The Pecora hearings lasted over a year and provoked outrage among Americans. The stupefying greed and criminality of the ruling class so clearly exposed by Pecora, led to the Crash of 1929 and plunged the U.S. and much of the world into the Great Depression, causing untold hardship and misery for hundreds of millions of people.
But like so much of American history, the findings of the Pecora hearings and even the fact that they were held, are virtually unknown in the United States.
Following the Pecora hearings, a wave of regulatory legislation attempts to keep America's corporate criminals under control, although "short selling", one of the financial games most beloved of experienced Wall Street swindlers, was not outlawed.
Almost all of the protective legislation would vanish or be diluted in the 1990s by William "Slick Willy" Clinton, leaving the savings of Americans once again completely at the mercy of financial racketeers with entirely predictable results.
1934:
The Securities and Exchange Commission (SEC) is created, theoretically to clean up the financial swindling industry which has ravaged the wealth of Americans.

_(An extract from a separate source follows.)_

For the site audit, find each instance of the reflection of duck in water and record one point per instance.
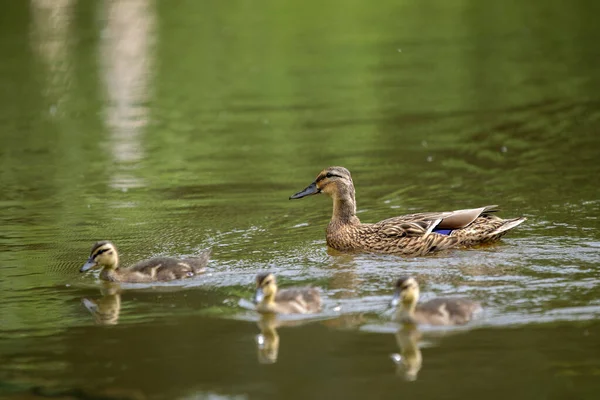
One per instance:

Franklin Roosevelt, having a puckish sense of humor and owing a favor or two to Joseph "Jittery Joe" Kennedy for cash received, appoints him as the SEC's first chairman.
As one of America's leading financial scam artists and stock market swindlers, Kennedy certainly knows how the crooks work. Roosevelt justifies the appointment by telling an advisor that it takes "a thief to catch a thief."

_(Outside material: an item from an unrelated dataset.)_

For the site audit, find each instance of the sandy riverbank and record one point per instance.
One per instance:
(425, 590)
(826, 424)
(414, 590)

You can't make this shit up.
Awesome post. There was a fight between the power brokers back then, I believe Joe tried to subvert the Rockerfeller/Red shield Ideology by planting his boys in their system. Having them infiltrate their schooling, learn their thinking and use it to gain power. Once Kennedy got the presidency he then spoke out against them and disagreed with the Asian policy they were trying to install at the time. http://www.youtube.com/watch?v=DxnpujfanUM This stuff runs deep and intertwines with the mafia and organized religous institutions which by no coincidence label their own by http://dictionary.reference.com/browse/denomination.
I would only add that JP tesitified with a midget on his lap; presumably a PR stunt to create the impression that he cared about the "little people".
What a great read! Source, please?
David Pierre
Good post. The Government (and its vested/monied interests) are the 'enemy within' we have always been looking for. The system (Govt) is the biggest criminal in society. Empty the jails and fill it with the establishment
How you can believe that the "bad guys" only can exist in govt is beyond me. Go ahead, wipe out govt (would be fine with me), but don't cry (make up some other BS reason why things are so fucked up) when stuff continues to deteriorate.
That you can, on one hand, use the words "criminal" and "enemy" and on the other hand promote lawlessness (vacuum from NO govt) shows that you are lacking any sense of reason. Such is the case with those who have hidden agendas...
It's an issue of BIG = FAIL. And this goes to the bigness of the human population (overrunning the planet's resources- if there were plenty of resources people [like you] wouldn't be bitching about anything).
Agreed.
Instead, revoke the bank's charters and nationalize them.
You don't need a private banking system. But if you want one, it has to be 100% private - No public support, period.
Bingo.
A few, no a flood of, prosecutions would be welcome too.
GS believes it can't be material non-public information as long as the whole company knows.
The only schmuck in jail in the last couple of years is Madoff and that's only because he didn't buy a bank and go to the hand-out window. "Uncle, can you spare a billion?" That would have flushed him up and nobody would know who he is today.